The same comforting personality was to be seen in Samujana’s South African general manager, Kurt Berman, when I met him at a barbecue pool party he had put on for guests and staff. A self-professed hospitality aficionado, he expertly leads the team I was so impressed by, with disarming manners and a good sense of humour.
It is team effort, under Berman’s supervision, that distinguishes Samujana from many other hospitality businesses — the larger-than-life but equally lovable characters who wait on you hand and foot. In addition to the availability of an entire host of staff within the premises, as well as Michelin-star chefs and masseuses within a stone’s throw, Berman’s team have a knack for magically appearing when needed, their presence otherwise unnoticeable. The privacy this gives truly makes you feel at one with the villa, while the rest of your companions are at the gym, private cinema, on the roof terrace, or anywhere else within the spacious property.

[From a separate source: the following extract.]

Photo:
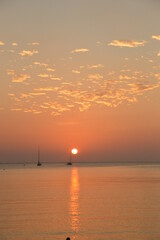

I enjoyed one such moment when I swam in the infinity pool towards the horizon as the sun was setting, another phenomenon I had not actually bothered to observe before. I was transfixed by the sedate pace at which the fiery star slipped away into the bluish darkness of the evening sky.
Hypnotised, I realised that the Samujana team’s aim to promise guests an unforgettable experience was far more than mere marketing spiel. I had watched two natural occurrences that had passed by unnoticed during the first 25 years of my existence — first, the process that leads to a rainfall, and second, the actual start and finish of sunset. At that point, I appreciated my villa’s ascetic quality and immersed myself within its sanctuary. Similarly, these estates are platforms for calming memories — a serene and trustworthy paradise retreat for healing and rejuvenation when urban life becomes just a little too clamorous.